1 À l’annonce de la mort de Samba, Coumba ne pleura pas.
2 – Elle est folle.
3 Aucun pêcheur ne voulut se remarier avec elle. Isolée, méprisée, repoussée, elle sentit peu à peu la folie gagner son esprit. Pour de bon.
4 Cette folie était ancienne. Coumba avait 4 ans lorsque sa mère était morte. La douleur l’avait rendue folle. Son père s’était remarié avec une tante. La douleur ne l’avait plus quittée. Elle avait grandi avec des sœurs qui n’étaient pas de sa mère. Douleur et folie s’étaient incrustées au fond de ses yeux…
5 Bajjo alluma un feu au fond de la pièce. Elle sortit d’un balluchon une poudre couleur pourpre qu’elle jeta dans les flammes.
6 – Par les écorces du tamarinier, scanda-t-elle, par l’argile rouge de la grande termitière, Créatures de la Nuit, défaites ce que la mauvaise femme a fait, dénouez le sortilège que Dewel a noué !

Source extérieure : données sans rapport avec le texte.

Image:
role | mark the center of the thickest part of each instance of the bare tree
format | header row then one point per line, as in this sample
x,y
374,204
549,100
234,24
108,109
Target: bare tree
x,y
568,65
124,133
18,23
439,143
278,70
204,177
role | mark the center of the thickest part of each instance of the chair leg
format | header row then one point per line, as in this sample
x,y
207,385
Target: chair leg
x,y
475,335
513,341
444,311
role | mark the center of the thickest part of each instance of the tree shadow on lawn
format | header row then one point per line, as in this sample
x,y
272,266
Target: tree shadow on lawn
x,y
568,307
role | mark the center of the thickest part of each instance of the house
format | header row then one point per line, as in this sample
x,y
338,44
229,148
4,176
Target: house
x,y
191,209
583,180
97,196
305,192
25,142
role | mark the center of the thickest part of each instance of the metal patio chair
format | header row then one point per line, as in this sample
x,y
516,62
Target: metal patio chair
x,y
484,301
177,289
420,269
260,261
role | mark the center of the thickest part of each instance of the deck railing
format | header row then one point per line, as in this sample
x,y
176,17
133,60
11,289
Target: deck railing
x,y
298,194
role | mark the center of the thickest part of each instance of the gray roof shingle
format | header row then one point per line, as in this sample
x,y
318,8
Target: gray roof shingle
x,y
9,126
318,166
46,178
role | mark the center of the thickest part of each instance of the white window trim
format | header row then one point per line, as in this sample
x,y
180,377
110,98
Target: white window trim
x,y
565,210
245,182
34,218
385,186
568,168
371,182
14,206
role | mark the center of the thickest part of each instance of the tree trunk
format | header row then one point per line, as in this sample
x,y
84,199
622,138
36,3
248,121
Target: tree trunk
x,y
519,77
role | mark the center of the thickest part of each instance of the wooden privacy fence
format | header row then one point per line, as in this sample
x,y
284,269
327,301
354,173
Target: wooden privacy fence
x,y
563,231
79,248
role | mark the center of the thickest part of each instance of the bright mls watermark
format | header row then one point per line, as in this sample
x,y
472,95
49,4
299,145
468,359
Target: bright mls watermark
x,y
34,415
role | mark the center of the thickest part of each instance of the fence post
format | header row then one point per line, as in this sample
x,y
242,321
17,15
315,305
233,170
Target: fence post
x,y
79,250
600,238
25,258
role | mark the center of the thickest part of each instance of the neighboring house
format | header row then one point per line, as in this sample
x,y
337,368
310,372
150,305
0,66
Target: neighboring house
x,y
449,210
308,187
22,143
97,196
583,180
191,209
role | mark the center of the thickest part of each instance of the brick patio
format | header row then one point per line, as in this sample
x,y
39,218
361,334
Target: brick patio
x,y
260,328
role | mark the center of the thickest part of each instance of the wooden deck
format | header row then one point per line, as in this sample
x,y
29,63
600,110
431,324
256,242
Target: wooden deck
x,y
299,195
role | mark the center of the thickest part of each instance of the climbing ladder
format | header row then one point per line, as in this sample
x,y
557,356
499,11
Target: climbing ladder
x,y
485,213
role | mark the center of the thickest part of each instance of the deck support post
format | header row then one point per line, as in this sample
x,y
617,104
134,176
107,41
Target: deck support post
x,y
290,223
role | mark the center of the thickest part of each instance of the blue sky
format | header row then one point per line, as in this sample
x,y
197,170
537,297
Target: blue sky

7 … Son père était en train de battre sa mère. Par l’entrebâillement de la porte, la jeune fille vit tout ce qu’un homme peut faire à une femme quand la haine l’enflamme. Jamais elle n’aurait pu imaginer que celui qui la gâtait et la faisait jadis sauter sur ses genoux pût être aussi cruel.
8 – Si Mustafa, je t’en supplie, arrête !
9 Plus Lalla Fatima implorait la mansuétude de son mari et plus les coups tombaient avec rage, n’épargnant ni le visage ni le ventre de la pauvre femme…
10 Après dix ans de connaissance et quatre ans de mariage, le gentil avait fait remonter le mauvais, le taureau avait bondi à la plus petite occasion, le serpent avait tourné la tête dans tous les sens, le venin s’était mélangé à son sang de façon à ce que Bassir veuille la tuer, à ce que Bassir ne veuille plus la voir, ne veuille plus sentir son parfum.
11 Il est difficile de se séparer de celui dont on attendait chaque soir le retour et dont on aimait les caresses…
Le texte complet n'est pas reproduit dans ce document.